La société spatiale Blue Origin, dirigée par Jeff Bezos, a annoncé lundi qu'elle examinait un dysfonctionnement moteur qui s'est produit lors du dernier vol de sa fusée New Glenn. Ce problème a empêché le déploiement correct d'un satellite de communication.
Dimanche, l'entreprise avait réalisé le premier lancement de sa fusée avec un propulseur réutilisé, une étape que beaucoup considéraient comme décisive.
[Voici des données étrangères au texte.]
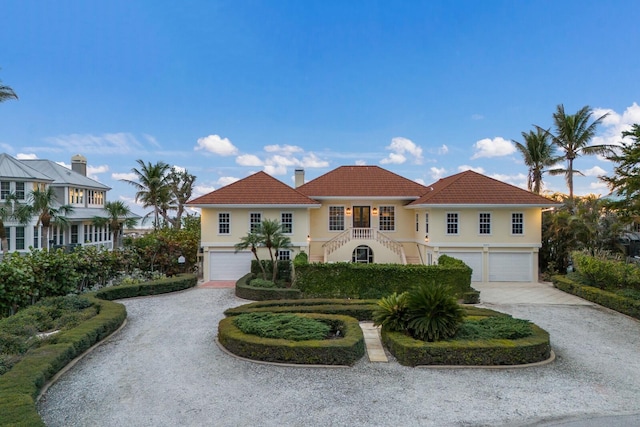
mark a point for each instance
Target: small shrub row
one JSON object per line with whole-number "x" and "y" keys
{"x": 605, "y": 273}
{"x": 20, "y": 386}
{"x": 282, "y": 325}
{"x": 612, "y": 300}
{"x": 258, "y": 293}
{"x": 355, "y": 280}
{"x": 344, "y": 351}
{"x": 358, "y": 309}
{"x": 490, "y": 352}
{"x": 154, "y": 287}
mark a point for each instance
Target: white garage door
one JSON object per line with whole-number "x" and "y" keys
{"x": 229, "y": 265}
{"x": 473, "y": 260}
{"x": 510, "y": 267}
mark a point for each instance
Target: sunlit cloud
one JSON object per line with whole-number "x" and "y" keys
{"x": 496, "y": 147}
{"x": 216, "y": 145}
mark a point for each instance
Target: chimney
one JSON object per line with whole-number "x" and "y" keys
{"x": 79, "y": 164}
{"x": 299, "y": 177}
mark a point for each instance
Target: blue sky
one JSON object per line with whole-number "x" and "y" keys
{"x": 227, "y": 88}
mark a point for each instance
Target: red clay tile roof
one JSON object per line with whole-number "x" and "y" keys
{"x": 475, "y": 189}
{"x": 362, "y": 181}
{"x": 257, "y": 189}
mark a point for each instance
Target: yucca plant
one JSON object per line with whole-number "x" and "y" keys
{"x": 391, "y": 312}
{"x": 433, "y": 312}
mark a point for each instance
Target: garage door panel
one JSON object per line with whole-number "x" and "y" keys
{"x": 229, "y": 265}
{"x": 473, "y": 260}
{"x": 510, "y": 267}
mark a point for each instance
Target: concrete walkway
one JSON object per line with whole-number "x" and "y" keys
{"x": 507, "y": 293}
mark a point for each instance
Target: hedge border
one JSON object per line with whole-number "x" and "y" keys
{"x": 344, "y": 351}
{"x": 20, "y": 386}
{"x": 611, "y": 300}
{"x": 254, "y": 293}
{"x": 412, "y": 352}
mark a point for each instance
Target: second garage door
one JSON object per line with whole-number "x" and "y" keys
{"x": 229, "y": 265}
{"x": 510, "y": 267}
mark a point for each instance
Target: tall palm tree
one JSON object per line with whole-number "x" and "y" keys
{"x": 251, "y": 241}
{"x": 573, "y": 133}
{"x": 118, "y": 215}
{"x": 538, "y": 153}
{"x": 41, "y": 204}
{"x": 150, "y": 185}
{"x": 6, "y": 93}
{"x": 11, "y": 210}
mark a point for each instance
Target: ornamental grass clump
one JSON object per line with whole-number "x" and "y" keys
{"x": 284, "y": 326}
{"x": 426, "y": 312}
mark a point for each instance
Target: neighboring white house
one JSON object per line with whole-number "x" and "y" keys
{"x": 72, "y": 187}
{"x": 369, "y": 214}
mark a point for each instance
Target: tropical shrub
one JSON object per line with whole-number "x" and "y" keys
{"x": 285, "y": 326}
{"x": 432, "y": 312}
{"x": 391, "y": 312}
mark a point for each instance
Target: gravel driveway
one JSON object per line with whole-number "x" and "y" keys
{"x": 164, "y": 369}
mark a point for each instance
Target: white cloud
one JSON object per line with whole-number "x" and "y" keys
{"x": 495, "y": 147}
{"x": 108, "y": 143}
{"x": 216, "y": 145}
{"x": 248, "y": 160}
{"x": 614, "y": 124}
{"x": 399, "y": 147}
{"x": 129, "y": 176}
{"x": 594, "y": 171}
{"x": 284, "y": 149}
{"x": 93, "y": 171}
{"x": 463, "y": 168}
{"x": 393, "y": 158}
{"x": 437, "y": 173}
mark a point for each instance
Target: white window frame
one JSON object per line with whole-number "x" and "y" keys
{"x": 288, "y": 223}
{"x": 449, "y": 216}
{"x": 339, "y": 224}
{"x": 227, "y": 223}
{"x": 390, "y": 224}
{"x": 253, "y": 225}
{"x": 515, "y": 222}
{"x": 482, "y": 221}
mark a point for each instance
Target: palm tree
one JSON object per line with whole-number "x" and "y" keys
{"x": 150, "y": 185}
{"x": 42, "y": 205}
{"x": 252, "y": 241}
{"x": 11, "y": 210}
{"x": 118, "y": 215}
{"x": 538, "y": 153}
{"x": 573, "y": 133}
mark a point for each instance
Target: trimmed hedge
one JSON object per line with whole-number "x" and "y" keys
{"x": 342, "y": 351}
{"x": 619, "y": 303}
{"x": 255, "y": 293}
{"x": 359, "y": 309}
{"x": 354, "y": 280}
{"x": 411, "y": 352}
{"x": 20, "y": 386}
{"x": 162, "y": 286}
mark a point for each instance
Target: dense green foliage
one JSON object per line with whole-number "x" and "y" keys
{"x": 282, "y": 325}
{"x": 354, "y": 280}
{"x": 344, "y": 351}
{"x": 613, "y": 300}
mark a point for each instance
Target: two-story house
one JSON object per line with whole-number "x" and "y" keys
{"x": 369, "y": 214}
{"x": 72, "y": 187}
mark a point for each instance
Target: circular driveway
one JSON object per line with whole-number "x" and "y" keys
{"x": 165, "y": 369}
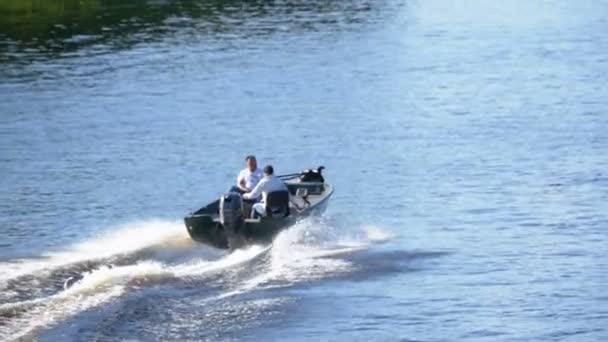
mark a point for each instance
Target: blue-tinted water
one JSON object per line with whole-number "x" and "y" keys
{"x": 466, "y": 140}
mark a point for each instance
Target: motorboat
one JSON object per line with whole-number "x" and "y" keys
{"x": 227, "y": 222}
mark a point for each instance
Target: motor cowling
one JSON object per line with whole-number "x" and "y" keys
{"x": 312, "y": 176}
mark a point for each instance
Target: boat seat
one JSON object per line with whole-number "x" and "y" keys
{"x": 277, "y": 202}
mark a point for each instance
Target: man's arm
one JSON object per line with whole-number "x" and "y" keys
{"x": 240, "y": 182}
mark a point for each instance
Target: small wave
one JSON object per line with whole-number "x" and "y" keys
{"x": 124, "y": 239}
{"x": 308, "y": 251}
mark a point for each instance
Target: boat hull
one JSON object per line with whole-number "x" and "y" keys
{"x": 203, "y": 228}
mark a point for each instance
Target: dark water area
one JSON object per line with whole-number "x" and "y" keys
{"x": 466, "y": 141}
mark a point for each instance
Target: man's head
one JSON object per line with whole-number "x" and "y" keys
{"x": 252, "y": 164}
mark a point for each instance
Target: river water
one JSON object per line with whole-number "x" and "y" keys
{"x": 466, "y": 141}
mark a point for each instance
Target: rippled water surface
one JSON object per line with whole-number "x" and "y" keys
{"x": 466, "y": 141}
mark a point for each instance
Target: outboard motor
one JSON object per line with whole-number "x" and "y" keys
{"x": 231, "y": 217}
{"x": 313, "y": 175}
Dans cette mission sans équipage, cependant, la fusée a échoué à placer le satellite d'AST SpaceMobile sur l'orbite spécifiée, avec des informations préliminaires pointant vers un souci de poussée.
Dave Limp, le directeur général de Blue Origin, a exprimé sa déception dans un communiqué sur les réseaux sociaux : "Bien que la récupération du propulseur soit un succès, il est évident que nous n'avons pas rempli la mission souhaitée par notre client." Ce constat souligne les enjeux élevés et les attentes placées sur les performances des entreprises spatiales.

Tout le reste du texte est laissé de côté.